Reputation: 375
I've already asked this question, but it was for Ruby, now it's Python's turn! I want to sort the words of a string, keeping non-alphanumeric characters in place, for example:
"hello, sally! seen 10/dec/2016 => ehllo, allsy! eens 01/cde/0126"
Based in the answer I've previously received, I've tried to do:
def sortThisList(listWords):
for word in listWords:
print(re.sub('\W+', sortStr(word), word)) #Error
def sortStr(word):
return "".join(sorted(list(word)))
But this error pops up:
Traceback (most recent call last):
File "<stdin>", line 1, in <module>
File "<stdin>", line 3, in sortItAll
File ".../lib/python3.6/re.py", line 191, in sub
return _compile(pattern, flags).sub(repl, string, count)
TypeError: expected string or bytes-like object
Not anymore, thank you ^^. But it's still not sorting properly.
Upvotes: 0
Views: 290
Reputation: 1121524
You are trying to apply the regular expression to the whole list, not the individual word:
for word in textInaList: # textInaList presumably is a list
print(re.sub('\W+', sortStr(word), textInaList))
# you pass that list into re.sub(): ^^^^^^^^^^^
Next, you want to pass in a your sortStr
function if you want it to be used for each replacement, and have that function deal with a match object.

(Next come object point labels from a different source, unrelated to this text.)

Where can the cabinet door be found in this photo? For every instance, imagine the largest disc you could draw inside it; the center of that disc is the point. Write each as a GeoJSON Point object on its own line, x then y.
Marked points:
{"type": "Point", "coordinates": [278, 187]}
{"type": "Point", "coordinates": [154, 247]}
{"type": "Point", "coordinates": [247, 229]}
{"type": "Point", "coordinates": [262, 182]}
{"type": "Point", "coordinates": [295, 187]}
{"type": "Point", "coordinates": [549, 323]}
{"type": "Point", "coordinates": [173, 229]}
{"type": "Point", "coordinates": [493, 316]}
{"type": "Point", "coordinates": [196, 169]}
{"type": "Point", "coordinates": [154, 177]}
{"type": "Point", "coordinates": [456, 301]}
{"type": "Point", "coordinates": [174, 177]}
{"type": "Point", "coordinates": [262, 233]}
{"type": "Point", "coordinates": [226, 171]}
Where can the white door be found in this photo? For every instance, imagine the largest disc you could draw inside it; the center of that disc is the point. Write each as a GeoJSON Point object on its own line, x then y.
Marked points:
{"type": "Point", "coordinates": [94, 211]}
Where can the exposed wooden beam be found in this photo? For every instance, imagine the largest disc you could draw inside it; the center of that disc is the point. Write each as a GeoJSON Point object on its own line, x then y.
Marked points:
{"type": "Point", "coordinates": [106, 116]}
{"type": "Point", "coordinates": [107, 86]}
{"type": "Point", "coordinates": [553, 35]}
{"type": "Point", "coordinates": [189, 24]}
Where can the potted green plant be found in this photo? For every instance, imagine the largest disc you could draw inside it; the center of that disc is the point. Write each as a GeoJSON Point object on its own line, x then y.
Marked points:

You'll also want to replace \w+
(word characters), not non-word characters:
def sortStr(match):
return "".join(sorted(match.group()))
print(re.sub('\w+', sortStr, sentence))
When you pass in a function as the second argument to re.sub()
, it is called for every match found in the third argument, passing in a match object; calling match.group()
returns the matched text (so a single word in this case). The return value is then used as the replacement.
Demo:
>>> import re
>>> def sortStr(match):
... return "".join(sorted(match.group()))
...
>>> sentence = "hello, sally! seen 10/dec/2016"
>>> re.sub('\w+', sortStr, sentence)
'ehllo, allsy! eens 01/cde/0126'
Upvotes: 3
Reputation: 4277
It makes more sense to match consecutive alphanumeric characters, sort them and replace the original words while keeping all other characters untouched. That is:
In [25]: s = "hello, sally! seen 10/dec/2016"
In [26]: ns = s
In [27]: for w in re.findall(r'\w+', s):
...: ns = ns.replace(w, "".join(sorted(w)))
...:
In [28]: ns
Out[28]: 'ehllo, allsy! eens 01/cde/0126'
Upvotes: 1